He takes his sweet time. Bishop T.D. Jakes is in the 10th minute of a marathon sermon to 22,500 men in the Tropicana Field in St. Petersburg, Fla. Today's text is Genesis 1, in which God, famously, talks to himself. Jakes, a large man dressed in an eye-catching beige leisure ensemble, appears to be doing the same. He is strolling meditatively across the stage, his baritone voice set at low rumble, and his thoughts at first seem so loose and free-associative that he cannot make it through a seven-word divine utterance. "And God said, 'Let us. Let usssssss...'" says Jakes, and then digresses: "...One God, but manifest in...three different ways, Father in creation, Son in redemption, Holy Spirit in regeneration. And God said, 'Let usssssss...' One God, not bound by time, not created in time, the master of eternity, the one that Isaiah said 'sits on the circle of the earth and rules.' It's the God that stood there, before there was There, or When, or This, or That. And God said, 'Let usssssss...' It's the omniscient God..." Jakes proceeds like this for some little while, until at last he relents and finishes the citation: "'...make man in our likeness.'" Whew.
Pentecostal preaching is mannered. Jakes' eccentric pauses, coy glances at his audience and the occasional odd, Holy Spirit-inspired stutter that sounds like a skipping CD might normally mystify or annoy the nonanointed. And yet, somehow, they do not. Like Brando's mumbling or Michael Jordan's outstretched tongue, they are pendants to an overwhelming gift.

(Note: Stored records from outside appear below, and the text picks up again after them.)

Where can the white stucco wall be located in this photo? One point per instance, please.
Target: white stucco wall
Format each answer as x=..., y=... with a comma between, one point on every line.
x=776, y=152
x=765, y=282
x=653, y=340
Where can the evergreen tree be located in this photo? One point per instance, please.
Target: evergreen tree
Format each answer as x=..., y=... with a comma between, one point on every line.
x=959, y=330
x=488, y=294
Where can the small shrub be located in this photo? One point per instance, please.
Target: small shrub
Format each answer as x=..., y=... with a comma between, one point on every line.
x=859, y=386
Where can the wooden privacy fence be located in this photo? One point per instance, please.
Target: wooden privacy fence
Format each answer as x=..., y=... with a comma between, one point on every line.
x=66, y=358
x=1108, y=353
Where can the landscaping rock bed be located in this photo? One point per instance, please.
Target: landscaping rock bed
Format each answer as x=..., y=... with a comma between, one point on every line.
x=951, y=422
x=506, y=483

He purrs like Isaac Hayes and screams like Jay Hawkins. He slips from quoting a standard hymn--"Just as I am, without one plea/but that Thy blood was shed for me"--almost straight into hip-hop: "Transform me/Translate me/I release you to rearrange me/Are you willing to be changed?" He does this without warning or acknowledgement. (If you miss one riff, don't worry, there will be another one along in moments.) And however leisurely Jakes' presentation may seem, each sermon eventually reveals itself as perfectly calibrated and balanced, cohering into an often exquisite extended metaphor.

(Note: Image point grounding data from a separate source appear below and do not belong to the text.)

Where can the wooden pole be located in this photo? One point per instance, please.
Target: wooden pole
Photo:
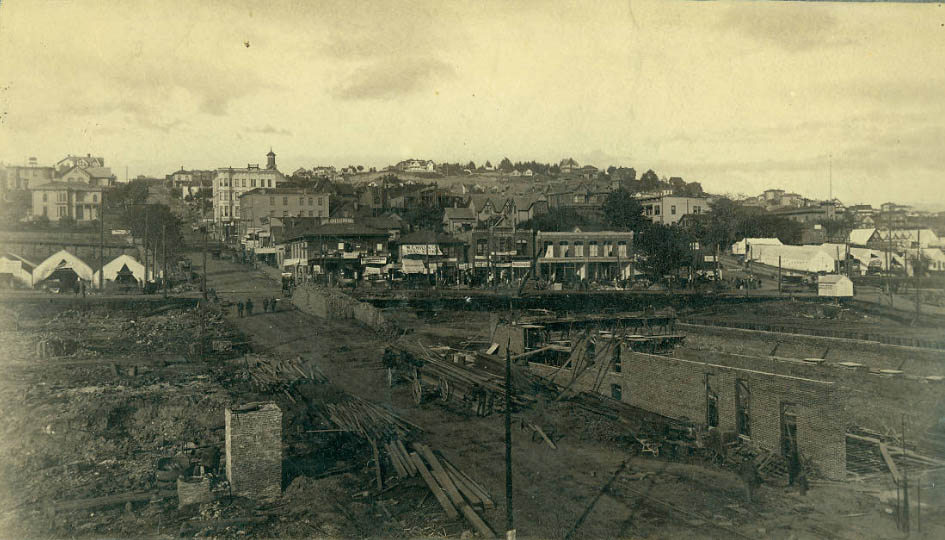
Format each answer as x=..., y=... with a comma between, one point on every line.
x=164, y=256
x=508, y=440
x=101, y=259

At Tropicana Field, Jakes' subject turns out to be every man's value as created in God's image, and the necessity of allowing God to develop that image as a photographer develops a piece of film. "Is there anybody here who's been in a darkroom?" he asks, alluding both to film processing and the dark places of the soul. The men, including hundreds watching via satellite hookup from prisons, roar in recognition. An hour later, lakes of sweat spreading across his formidable frame, Jakes has abandoned form and logic and is chanting, "Develop it, man, develop it. Develop it. Develop it. Develop it. Whatever it takes, develop it."

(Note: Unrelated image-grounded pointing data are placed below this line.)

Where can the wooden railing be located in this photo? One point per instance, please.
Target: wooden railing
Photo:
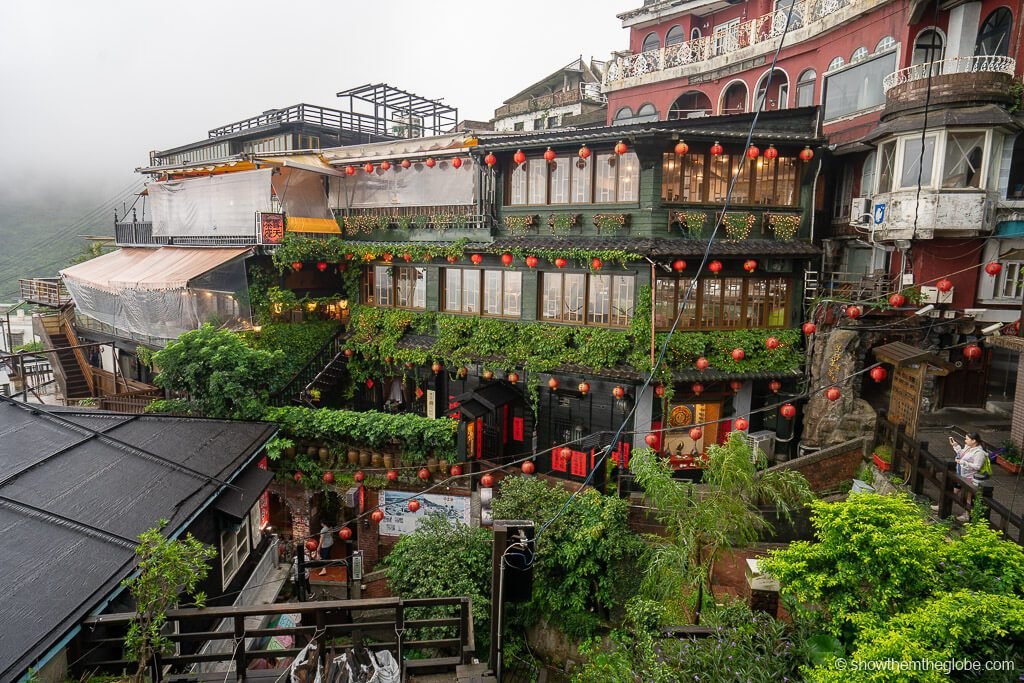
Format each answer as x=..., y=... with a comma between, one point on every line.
x=380, y=624
x=919, y=467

Vincent Synan, dean of religion at Regent University, contends that Jakes and Billy Graham are the only two evangelists who could pack Atlanta's 79,000-capacity Georgia Dome (both have), "but Graham has 50 years of fame and a great organization." Says Lee Grady, editor of the religious magazine Charisma: "We talk about someone being anointed. Jakes knows he's got a special trust."